Monday, March 5, 2012

Germany Needs to Consume

Bloomberg details:

European retail sales unexpectedly rebounded from four months of declines in January, as growth in France helped to offset a drop in Germany.

Sales rose 0.3 percent from December, when they fell a revised 0.5 percent, the European Union’s statistics office in Luxembourg said today.
Not as much good news in Germany:
In Germany, Europe’s largest economy, retail sales fell 1.6 percent from December, when they advanced 0.1 percent, today’s report showed.
Which means everything in Germany is apparently "normal" and rebalancing across European countries is still nowhere near happening.

Over the past 10 years, German retail sales neither rose nor fell more than 5% from January 2002 levels (see below) in real terms.

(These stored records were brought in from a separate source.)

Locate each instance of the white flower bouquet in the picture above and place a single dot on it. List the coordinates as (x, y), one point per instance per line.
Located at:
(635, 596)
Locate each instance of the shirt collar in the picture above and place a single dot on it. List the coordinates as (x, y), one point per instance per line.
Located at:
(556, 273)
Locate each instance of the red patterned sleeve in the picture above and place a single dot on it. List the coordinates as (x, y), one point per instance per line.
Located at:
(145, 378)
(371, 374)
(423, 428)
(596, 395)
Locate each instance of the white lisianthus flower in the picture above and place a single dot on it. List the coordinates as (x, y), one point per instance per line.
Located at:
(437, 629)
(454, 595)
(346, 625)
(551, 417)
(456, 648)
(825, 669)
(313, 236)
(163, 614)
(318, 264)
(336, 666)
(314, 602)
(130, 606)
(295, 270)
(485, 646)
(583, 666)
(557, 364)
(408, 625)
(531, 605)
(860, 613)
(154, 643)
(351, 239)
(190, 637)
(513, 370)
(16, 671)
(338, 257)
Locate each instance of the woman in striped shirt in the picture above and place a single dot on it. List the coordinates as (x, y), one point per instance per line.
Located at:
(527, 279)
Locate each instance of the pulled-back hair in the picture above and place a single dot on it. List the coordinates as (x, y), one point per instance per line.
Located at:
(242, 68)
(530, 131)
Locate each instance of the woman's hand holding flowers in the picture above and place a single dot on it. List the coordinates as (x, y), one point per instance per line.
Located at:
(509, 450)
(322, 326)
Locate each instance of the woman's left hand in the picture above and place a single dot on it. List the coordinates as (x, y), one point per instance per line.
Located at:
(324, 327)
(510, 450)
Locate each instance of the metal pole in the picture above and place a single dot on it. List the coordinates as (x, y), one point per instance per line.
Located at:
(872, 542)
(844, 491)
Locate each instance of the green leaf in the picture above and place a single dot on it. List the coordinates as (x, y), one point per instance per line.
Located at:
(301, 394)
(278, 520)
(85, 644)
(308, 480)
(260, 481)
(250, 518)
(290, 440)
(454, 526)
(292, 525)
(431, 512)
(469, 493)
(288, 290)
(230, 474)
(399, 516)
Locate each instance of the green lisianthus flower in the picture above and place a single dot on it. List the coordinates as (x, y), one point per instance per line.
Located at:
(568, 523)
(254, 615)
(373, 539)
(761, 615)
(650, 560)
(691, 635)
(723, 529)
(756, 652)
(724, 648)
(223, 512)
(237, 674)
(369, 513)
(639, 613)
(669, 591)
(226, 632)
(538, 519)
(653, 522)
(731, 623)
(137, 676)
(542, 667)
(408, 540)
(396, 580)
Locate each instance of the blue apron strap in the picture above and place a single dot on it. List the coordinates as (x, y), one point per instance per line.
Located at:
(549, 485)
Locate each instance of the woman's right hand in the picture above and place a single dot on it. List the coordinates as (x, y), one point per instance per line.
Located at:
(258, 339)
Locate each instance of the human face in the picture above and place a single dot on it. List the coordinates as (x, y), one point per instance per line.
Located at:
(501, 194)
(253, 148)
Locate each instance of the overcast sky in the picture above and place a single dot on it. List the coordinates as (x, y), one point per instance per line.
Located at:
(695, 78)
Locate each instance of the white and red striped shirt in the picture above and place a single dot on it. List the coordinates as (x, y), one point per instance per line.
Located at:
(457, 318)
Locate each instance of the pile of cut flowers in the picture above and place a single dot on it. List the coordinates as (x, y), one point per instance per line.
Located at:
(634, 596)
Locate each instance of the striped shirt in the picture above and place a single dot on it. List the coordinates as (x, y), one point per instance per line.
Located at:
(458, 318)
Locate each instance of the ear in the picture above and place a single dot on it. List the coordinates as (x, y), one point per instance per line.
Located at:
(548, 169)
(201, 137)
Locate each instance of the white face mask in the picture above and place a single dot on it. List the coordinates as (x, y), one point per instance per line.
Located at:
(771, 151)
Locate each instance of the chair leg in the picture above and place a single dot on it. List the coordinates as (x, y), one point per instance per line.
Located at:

On the other hand, we can see the extreme rise and fall of Greece retail sales, the surprising (recent) resilience of Irish retail sales after an even sharper rise, and the battle between Spain, Greece, and Portugal for furthest overall decline from 2002 levels (Spain data is missing over the past two months).



While I was well aware of the relative lack of personal consumption in Germany relative to investment and exports, it is still amazing to see how little retail sales have grown. No wonder the average German citizen doesn't want to pay for the rest of the European peripheral's "sins". On the other hand, those sins largely benefited German corporations that exported these goods.

The issue that you regularly hear about is the need for Europe to rebalance. Without the Euro, this would entail a rise in German currency which would make German exports more expensive and goods more affordable for the average German citizen (perhaps even leading to German imports from the periphery, though not sure what they really make that Germans would want). Without that flexibility, rather than a rise in sales in Germany, we may just see a continued decline in sales elsewhere.